Tuesday night it seemed like the party gods were in overdrive to celebrate the close of the year. Whether it was in warm and classic mansions or sky gazing from high rises, the nonprofits were making news in addition to hoop-la-ing.
Park Cities Historic and Preservation Society
It was built in 1923 and designed by legendary architect Anton Korn. For nearly a century this elegant red brick grand dame across from Turtle Creek’s “big hole” has recalled a bygone era when stately manors were made to last through the centuries. In fact there is a big old plaque next to the front door stating seal of approval by the Park Cities Historic and Preservation Society, when it was known as the Park Cities Historical Society.
How right it was that the 91-year-old Lovely Lady of Lakeside be the place for the holiday party for the nearly century-old Park Cities Historical and Preservation Society!
But oops!

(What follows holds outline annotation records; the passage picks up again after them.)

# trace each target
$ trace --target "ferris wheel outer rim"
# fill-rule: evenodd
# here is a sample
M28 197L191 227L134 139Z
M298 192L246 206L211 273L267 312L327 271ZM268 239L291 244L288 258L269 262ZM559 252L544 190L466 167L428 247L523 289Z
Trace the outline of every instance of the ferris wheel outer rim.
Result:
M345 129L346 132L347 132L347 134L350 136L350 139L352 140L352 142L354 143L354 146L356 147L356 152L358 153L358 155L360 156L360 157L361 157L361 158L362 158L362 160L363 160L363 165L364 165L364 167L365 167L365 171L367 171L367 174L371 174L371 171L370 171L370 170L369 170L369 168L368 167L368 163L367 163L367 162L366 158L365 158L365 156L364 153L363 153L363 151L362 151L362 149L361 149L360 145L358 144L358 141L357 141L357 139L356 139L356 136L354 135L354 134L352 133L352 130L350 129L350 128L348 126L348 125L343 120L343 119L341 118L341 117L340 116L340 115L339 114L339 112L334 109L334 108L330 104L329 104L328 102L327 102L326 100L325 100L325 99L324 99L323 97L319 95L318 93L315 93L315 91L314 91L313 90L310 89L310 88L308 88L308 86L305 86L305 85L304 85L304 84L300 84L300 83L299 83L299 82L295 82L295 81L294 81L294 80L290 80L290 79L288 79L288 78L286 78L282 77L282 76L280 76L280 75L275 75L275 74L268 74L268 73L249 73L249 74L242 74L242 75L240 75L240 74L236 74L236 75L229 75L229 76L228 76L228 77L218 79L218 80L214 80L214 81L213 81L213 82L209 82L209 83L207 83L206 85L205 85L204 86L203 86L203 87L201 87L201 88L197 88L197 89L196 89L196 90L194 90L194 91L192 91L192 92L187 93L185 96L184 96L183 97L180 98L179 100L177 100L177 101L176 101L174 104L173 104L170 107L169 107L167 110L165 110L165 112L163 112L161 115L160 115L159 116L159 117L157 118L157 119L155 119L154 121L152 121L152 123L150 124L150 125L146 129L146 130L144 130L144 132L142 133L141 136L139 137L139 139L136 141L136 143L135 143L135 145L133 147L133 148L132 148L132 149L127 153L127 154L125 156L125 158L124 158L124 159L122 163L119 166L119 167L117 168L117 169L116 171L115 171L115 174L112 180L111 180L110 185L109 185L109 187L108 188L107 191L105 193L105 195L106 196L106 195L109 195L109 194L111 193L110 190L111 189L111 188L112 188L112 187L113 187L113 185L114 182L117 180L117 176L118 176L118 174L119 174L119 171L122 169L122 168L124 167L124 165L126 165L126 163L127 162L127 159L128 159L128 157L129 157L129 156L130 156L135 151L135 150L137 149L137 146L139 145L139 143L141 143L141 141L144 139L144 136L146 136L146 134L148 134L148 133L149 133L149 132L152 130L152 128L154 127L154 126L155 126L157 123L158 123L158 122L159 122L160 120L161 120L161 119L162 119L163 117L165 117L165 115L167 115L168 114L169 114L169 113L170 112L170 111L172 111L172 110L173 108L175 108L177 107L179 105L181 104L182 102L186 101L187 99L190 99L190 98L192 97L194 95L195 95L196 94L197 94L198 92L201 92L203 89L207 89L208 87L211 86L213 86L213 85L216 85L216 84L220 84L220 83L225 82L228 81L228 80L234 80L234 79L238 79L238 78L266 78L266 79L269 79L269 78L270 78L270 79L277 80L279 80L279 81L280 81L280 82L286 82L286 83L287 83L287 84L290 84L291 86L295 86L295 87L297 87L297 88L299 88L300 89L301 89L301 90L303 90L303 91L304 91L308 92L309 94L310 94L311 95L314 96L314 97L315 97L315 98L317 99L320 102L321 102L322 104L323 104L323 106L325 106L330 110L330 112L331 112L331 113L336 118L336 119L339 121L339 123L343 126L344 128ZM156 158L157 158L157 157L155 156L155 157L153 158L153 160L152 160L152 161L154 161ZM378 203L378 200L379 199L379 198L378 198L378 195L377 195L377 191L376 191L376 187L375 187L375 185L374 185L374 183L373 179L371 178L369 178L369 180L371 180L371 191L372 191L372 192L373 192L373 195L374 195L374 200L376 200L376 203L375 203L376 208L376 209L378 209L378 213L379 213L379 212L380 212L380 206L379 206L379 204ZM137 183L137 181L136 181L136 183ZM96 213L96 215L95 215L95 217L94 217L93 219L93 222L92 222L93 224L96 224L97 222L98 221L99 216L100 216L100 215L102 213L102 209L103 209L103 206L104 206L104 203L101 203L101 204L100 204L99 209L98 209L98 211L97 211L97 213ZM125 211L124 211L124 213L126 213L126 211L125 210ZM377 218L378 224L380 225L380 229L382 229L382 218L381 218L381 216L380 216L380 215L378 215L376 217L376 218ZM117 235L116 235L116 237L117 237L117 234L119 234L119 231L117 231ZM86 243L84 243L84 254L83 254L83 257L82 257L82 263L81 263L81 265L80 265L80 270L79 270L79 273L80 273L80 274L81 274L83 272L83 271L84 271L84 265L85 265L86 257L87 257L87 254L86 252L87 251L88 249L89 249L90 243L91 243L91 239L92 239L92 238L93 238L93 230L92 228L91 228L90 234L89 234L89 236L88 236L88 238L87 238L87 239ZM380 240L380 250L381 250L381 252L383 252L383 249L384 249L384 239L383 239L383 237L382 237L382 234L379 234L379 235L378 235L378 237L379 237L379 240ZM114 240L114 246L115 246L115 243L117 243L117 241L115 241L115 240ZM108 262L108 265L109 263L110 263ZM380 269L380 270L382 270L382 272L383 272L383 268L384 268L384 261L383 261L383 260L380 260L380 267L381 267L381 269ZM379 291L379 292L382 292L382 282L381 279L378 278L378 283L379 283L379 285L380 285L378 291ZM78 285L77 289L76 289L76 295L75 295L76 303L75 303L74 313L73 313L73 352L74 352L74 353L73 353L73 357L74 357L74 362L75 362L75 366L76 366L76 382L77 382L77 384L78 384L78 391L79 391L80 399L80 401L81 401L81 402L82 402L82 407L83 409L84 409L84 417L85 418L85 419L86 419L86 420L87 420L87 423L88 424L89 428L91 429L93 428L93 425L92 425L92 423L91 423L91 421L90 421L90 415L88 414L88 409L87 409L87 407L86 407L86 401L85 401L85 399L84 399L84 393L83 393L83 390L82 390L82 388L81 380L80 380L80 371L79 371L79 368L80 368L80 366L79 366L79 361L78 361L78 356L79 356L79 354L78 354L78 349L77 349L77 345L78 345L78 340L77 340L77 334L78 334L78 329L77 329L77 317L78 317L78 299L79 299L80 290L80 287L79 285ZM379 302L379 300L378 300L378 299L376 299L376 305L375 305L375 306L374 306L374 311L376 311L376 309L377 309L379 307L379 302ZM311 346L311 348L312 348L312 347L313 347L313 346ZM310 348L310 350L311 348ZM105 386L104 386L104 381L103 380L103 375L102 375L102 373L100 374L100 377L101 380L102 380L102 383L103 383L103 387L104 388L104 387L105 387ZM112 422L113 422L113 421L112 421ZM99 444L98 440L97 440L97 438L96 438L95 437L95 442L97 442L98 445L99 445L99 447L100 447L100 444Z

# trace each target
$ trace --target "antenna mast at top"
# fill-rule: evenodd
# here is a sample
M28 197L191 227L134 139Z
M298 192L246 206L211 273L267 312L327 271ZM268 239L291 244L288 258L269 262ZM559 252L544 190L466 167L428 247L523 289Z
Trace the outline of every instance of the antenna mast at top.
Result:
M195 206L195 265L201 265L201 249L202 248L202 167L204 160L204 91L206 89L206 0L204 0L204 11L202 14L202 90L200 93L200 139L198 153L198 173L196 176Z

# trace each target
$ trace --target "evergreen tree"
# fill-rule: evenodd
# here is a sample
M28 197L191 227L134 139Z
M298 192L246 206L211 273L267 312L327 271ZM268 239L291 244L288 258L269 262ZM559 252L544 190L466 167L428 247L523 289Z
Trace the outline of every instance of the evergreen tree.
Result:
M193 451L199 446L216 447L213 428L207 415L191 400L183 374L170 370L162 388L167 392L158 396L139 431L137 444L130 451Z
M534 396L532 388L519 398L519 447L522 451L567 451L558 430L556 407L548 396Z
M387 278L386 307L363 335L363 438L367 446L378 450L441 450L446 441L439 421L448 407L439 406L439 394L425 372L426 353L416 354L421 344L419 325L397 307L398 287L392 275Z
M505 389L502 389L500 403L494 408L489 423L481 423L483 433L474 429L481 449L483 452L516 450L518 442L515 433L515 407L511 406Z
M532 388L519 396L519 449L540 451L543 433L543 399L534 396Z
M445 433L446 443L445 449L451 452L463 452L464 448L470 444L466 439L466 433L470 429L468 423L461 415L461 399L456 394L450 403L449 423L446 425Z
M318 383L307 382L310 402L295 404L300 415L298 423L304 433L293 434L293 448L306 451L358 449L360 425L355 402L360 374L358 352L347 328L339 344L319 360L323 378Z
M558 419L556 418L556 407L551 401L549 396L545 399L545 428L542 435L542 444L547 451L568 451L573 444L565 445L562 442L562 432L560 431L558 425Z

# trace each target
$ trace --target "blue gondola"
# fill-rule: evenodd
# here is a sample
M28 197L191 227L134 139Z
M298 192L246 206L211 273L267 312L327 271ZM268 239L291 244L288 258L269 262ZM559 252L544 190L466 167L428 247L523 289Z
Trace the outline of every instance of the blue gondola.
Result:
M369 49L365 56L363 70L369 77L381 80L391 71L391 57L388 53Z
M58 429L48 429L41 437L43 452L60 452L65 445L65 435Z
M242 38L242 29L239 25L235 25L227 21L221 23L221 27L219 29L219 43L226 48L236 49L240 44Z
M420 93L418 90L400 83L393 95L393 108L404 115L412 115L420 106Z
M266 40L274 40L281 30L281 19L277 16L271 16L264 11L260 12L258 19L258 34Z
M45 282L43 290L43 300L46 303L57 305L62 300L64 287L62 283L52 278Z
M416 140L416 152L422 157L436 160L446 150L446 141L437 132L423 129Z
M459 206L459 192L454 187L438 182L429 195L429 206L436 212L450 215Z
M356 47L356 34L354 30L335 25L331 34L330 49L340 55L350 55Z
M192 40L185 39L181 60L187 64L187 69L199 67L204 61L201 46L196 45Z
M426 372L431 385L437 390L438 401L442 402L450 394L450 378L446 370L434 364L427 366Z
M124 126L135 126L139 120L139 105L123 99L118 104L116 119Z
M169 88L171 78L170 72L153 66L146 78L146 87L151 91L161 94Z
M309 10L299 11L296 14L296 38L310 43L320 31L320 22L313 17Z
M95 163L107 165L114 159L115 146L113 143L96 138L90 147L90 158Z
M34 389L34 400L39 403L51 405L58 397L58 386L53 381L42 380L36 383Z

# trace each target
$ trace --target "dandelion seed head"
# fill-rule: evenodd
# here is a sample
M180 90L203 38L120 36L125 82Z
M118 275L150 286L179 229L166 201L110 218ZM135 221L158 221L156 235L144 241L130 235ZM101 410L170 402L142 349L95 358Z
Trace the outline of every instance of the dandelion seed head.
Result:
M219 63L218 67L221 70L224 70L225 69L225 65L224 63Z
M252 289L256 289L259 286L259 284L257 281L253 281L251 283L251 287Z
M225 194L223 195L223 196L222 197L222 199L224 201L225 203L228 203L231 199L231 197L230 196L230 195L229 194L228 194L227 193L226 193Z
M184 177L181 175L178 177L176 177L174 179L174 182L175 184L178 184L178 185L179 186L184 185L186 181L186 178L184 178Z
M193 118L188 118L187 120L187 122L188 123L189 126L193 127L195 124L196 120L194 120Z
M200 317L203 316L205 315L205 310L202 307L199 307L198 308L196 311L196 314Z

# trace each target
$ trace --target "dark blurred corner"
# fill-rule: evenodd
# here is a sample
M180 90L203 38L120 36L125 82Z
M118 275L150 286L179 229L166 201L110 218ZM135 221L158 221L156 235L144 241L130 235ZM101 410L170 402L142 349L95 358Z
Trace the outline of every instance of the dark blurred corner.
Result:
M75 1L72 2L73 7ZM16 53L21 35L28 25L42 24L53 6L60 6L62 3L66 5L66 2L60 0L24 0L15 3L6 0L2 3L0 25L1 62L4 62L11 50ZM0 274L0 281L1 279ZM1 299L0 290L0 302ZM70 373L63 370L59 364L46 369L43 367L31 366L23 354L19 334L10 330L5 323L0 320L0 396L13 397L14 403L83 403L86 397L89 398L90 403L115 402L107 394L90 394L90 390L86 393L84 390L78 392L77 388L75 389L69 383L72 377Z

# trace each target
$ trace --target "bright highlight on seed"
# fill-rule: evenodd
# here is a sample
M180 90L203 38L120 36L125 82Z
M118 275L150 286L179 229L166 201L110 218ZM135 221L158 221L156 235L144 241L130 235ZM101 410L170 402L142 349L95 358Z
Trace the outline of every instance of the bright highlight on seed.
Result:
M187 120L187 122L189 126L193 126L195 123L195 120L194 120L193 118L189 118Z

Instead of the original look of days of old, it had been staged . . . okay, it was “refreshed” like a Dolly Parton into Taylor Swift. While some things like the mural on three walls of the library had been replaced with modern art, the mansion still has fabulous bones, numerous fireplaces, stain-glass windows, two master suites and mega-silver closets and drawers.
Oh, did we mention that it’s for sale? Yup, the five-mega suites, 7.2 baths, dressing areas, offices on three-levels, elevator for the ground and second level, hand-blown glass windows and 10-foot ceilings on the ground level and hand-rubbed Bordeaux-patterned wood floors have a big, old “For Sale” sign plopped down in the front yard, with a $8.995M price tag.
But on this evening, the mansion proved that classics are timeless. With all types surrounding the buffet table in the dining room and people like Peggy and Mack Mims, Nancy and Bill McRae, Dan Owen and Kay and Frank Ellis hunkering down in the living room and den, the public rooms proved the perfect setting. On the staircase leading from the ground floor to the second floor were members of Highland Park High School’s Lads and Lassies.
PCPHS President Michael Tibbals was looking forward to the group’s annual spring home tour in April that will be part of the group’s 100th anniversary. Ah, but just before the home tour the PCHPS will hold its annual luncheon on Thursday, April 4 featuring Dealey Decherd Herndon, who, besides being part of the Belo family, also was involved in the restoration of the Caruth Homeplace and the Governor’s Mansion in Austin. Oh, and guess what her talk will be? “Restoring the Governor’s Mansion.”
Communities Foundation of Texas
Speaking of the Caruth Homeplace, across town that’s where the Communities Foundation of Texas held its holiday party/reception for around 65 including State Sen. Florence Shapiro, Linda Perryman Evans, Christine Rogers and Jan and Fred Hegi. The Neo-Colonial Main House with its green shutters and white columns, which was restored to its 1938 condition thanks to CFT, was simply perfect for the holidays.
One of the news items coming out of the evening was the announcement of the new members of the CFT Advisory Council, including Mary Durie, Michael Geary, Jerri Hammer, Charles Lemmon, Ken Malcomson, Carter Malouf, Mitch Miller, Paul Nipper, Mark Plunkett, Debra Brennan Tagg, Dusty Wallace, John Willding and Neil Waterman.
But all of Tuesday was not in surroundings of Dallas’ past. The Northwood University crowd kicked off the evening at The Plaza at Turtle Creek. Just before it got underway, a VIP reception including NU President/CEO Keith Pretty, Pat Holder, Joseph Willmon, Donna Arp Weitzman, Bill Wallace, David Tiller, and NU/Texas President Dr. Kevin Fegan took place high above in NU Distinguished Woman Leslie Ann Crozier‘s highrise home with its unique Leslie Ann touch blended with all types of Christmas decorations. “It’s all about me,” she said. “I love it. I like Old World traditional. My friends like sleek and contemporary. Sometimes I feel like the world is passing me by, but. . . .” Need a for-instance? On the balcony with a perfect view of
downtown Dallas was part of a cathedral church from near Rome. Just inside the glass door was a huge water fountain from France. Instead of a dining room table, there was a gathering table that required barstools. The dang thing weighed so much that it practically cost more to ship it to Dallas than its purchase price.
But the major conversation piece, in addition to Leslie Ann’s black cat Savannah, was the silent butler in the bar, who was literally that.
Downstairs in The Conservancy the crowd grew including NU Distinguished Woman Lynn McBee, the Dallas Morning News‘s Deborah Fleck and Martha Tiller gathered to learn about plans for the upcoming year. Keith announced the public phase of the University’s capital campaign in Texas for $10M to restore the “American Dream,” which includes the completion of “the construction of the DeVos Graduate School and an Event Center on the Texas campus in Cedar Hill.”
To achieve this financial goal, Kevin and NU Texas Board of Governors Chairman Jeff Sullivan have tapped former Colleyville Mayor and NU Distinguished Woman Donna Arp Weitzman to “lead the Texas capital campaign committee.”